20 Temmuz 2017 01:34

Suruç Katliamının 2. yılı: 'Dosya failsiz kalsın istiyorlar'

Suruç Katliamı mağdurlarının avukatları, saldırının üzerinden 2 yıl geçmesine rağmen dava dosyasında kayda değer bir ilerleme olmadığını söylediler.

Paylaş

Urfa’nın Suruç ilçesinde Sosyalist Gençlik Dernekleri Federasyonu (SGDF) üyelerine yönelik IŞİD’in bombalı katliamının üzerinden iki geçti. 20 Temmuz 2015 tarihinde yaşanan ve 33 kişinin yaşamını yitirdiği saldırının yıl dönümünde katliam mağdurlarının avukatları, yargılamaya tepki gösterdi. Avukat Gülhan Kaya, “Soruşturma nasıl büyük bir ciddiyetsizlikle başladıysa yargılama süreci de aynı ciddiyetsizlikle devam ediyor” dedi. Avukat Sevda Çelik Özbingöl ise, dosyanın sanıksız ve failsiz bırakılmak istendiğini vurguladı. 

SAVCI VE HAKİM DEĞİŞTİ 

Suruç Katliamı sonrası farklı kentlerde peş peşe patlamalar meydana gelirken, üzerinden 2 yıl geçen davada ise bir arpa boyu yol alınmadı. İki yıl içinde 3 soruşturma savcısı, bir kez de mahkeme heyeti değiştirildi. İlk günden itibaren davaya “gizlilik” ve “yayın yasağı” getirildi. 

18 AY SONRA İDDİANAME

Katliamdan 18 ay sonra hazırlanan 213 sayfalık iddianamede biri başka suçtan tutuklu 3 IŞİD’li hakkında, “Anayasal düzeni ortadan kaldırmaya teşebbüs etme, silahlı terör örgütüne üye olma, tasarlayarak ve yangın, su baskını, tahrip, batırma, bombalama ya da nükleer, biyolojik, kimyasal silah kullanarak öldürme” suçlarından 34’er kez, “Tasarlayarak ve yangın, su baskını, tahrip, batırma, bombalama ya da nükleer, biyolojik, kimyasal silah kullanarak öldürmeye teşebbüs etme” suçlarından da 70’er kez olmak üzere TCK’nin ilgili maddeleri gereğince toplam 104’er kez ağırlaştırılmış müebbet hapis talep edildi. 

ELDE BİR SANIK VAR!

İddianamede katliamın failleri olarak canlı bomba Şeyh Abddurrahman Alagöz, 10 Ekim Katliamı’nı organize eden ancak Antep’teki bir hücre evi baskınında kendilerini patlattıkları öne sürülen Yunus Durmaz ve Halil İbrahim Durgun, 10 Ekim davası sanıklarından Yakub Şahin, firari olduğu belirtilen IŞİD’in Türkiye-Suriye Sınır Sorumlusu Deniz Büyükçelebi ve IŞİD Emiri İlhami Mali gösterildi. Bu yüzden davanın eldeki tek sanığı Yakub Şahin.

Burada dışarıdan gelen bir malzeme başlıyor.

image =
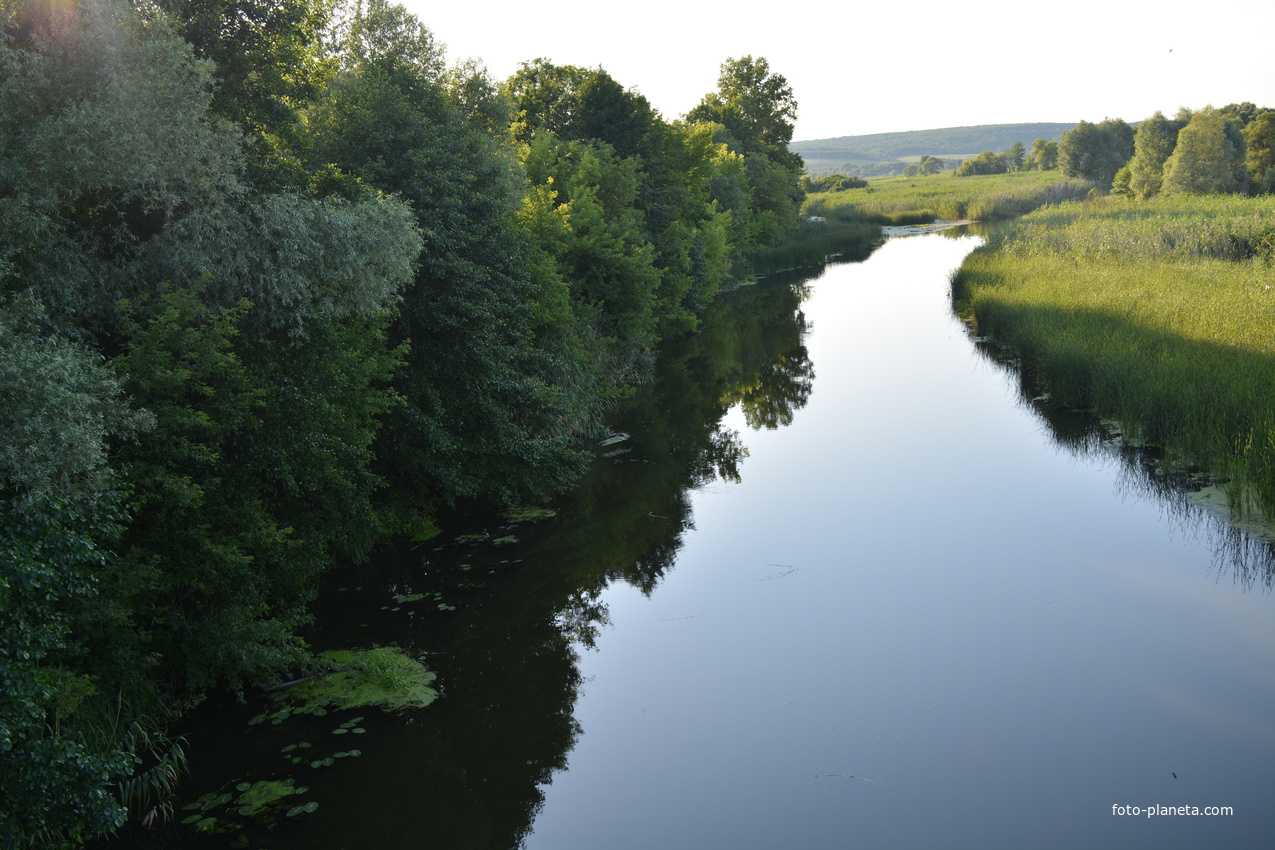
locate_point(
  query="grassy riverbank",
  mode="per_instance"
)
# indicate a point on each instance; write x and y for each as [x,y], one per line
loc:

10 Ekim davasının tutuklu sanığı olan Şahin hakkında, Suruç dosyasında 4 Mayıs 2017 tarihinde görülen ilk duruşmada tutuklama kararı verildi. 

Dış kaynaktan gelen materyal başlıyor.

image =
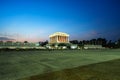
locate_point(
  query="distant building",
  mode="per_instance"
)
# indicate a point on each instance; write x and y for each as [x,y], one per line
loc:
[59,37]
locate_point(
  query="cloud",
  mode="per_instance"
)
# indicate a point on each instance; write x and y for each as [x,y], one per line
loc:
[6,38]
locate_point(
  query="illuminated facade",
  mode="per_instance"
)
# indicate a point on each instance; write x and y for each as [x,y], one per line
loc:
[59,37]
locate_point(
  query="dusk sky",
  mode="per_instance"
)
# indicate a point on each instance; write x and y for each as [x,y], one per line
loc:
[35,20]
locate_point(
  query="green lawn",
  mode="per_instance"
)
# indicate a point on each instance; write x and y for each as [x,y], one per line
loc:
[109,70]
[21,64]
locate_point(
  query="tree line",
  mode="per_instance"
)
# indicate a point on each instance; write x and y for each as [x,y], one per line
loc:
[99,41]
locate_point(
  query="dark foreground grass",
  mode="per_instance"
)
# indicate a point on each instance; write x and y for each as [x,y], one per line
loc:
[109,70]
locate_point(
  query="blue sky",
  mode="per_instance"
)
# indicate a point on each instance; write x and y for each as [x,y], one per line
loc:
[35,20]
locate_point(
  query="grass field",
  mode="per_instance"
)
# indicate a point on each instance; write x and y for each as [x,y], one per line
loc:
[23,64]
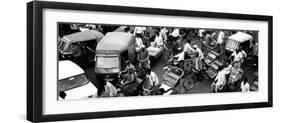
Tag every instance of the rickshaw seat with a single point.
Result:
(171, 79)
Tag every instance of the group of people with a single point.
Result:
(180, 44)
(232, 75)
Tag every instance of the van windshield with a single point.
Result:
(107, 62)
(72, 82)
(64, 46)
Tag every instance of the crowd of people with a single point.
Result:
(181, 45)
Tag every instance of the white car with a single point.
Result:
(73, 83)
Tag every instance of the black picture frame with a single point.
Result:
(34, 60)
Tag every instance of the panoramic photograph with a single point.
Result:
(102, 60)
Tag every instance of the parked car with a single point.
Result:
(112, 52)
(80, 44)
(73, 83)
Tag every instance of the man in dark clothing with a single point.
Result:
(143, 58)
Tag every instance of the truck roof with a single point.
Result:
(115, 41)
(84, 36)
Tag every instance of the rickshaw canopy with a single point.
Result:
(84, 36)
(115, 41)
(68, 69)
(241, 37)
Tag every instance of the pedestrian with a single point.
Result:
(143, 58)
(152, 77)
(245, 86)
(199, 51)
(108, 90)
(220, 80)
(139, 43)
(220, 37)
(235, 75)
(158, 41)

Hazırlanan iddianamede, devlet yetkililerinin sorumluluğuna yer verilmedi. 

DAVA BAŞLADI ‘GİZLİLİK’ KARARI KALDIRILMADI

Yargı sürecini ve gelinen aşamayı değerlendiren Ezilenlerin Hukuk Bürosu avukatlarından Gülhan Kaya, “kısıtlılık kararına” vurgu yaparak, “İki yıl geçti katliamın üzerinden ve hâlâ gizlilik kararı ile dosyadan örnek almamız, dosyayı görmemiz engelleniyor. Buna yaptığımız tüm itirazlar reddedildi. Anayasa Mahkemesine yaptığımız itiraz da iki yıl geçmiş olmasına rağmen hâlâ sonuçlanmış değil” dedi. Kaya, dosyada var olan “gizlilik” kararı gerekçesi ile taleplerinin karşılanıp karşılanmadığını bilmediklerini söyledi.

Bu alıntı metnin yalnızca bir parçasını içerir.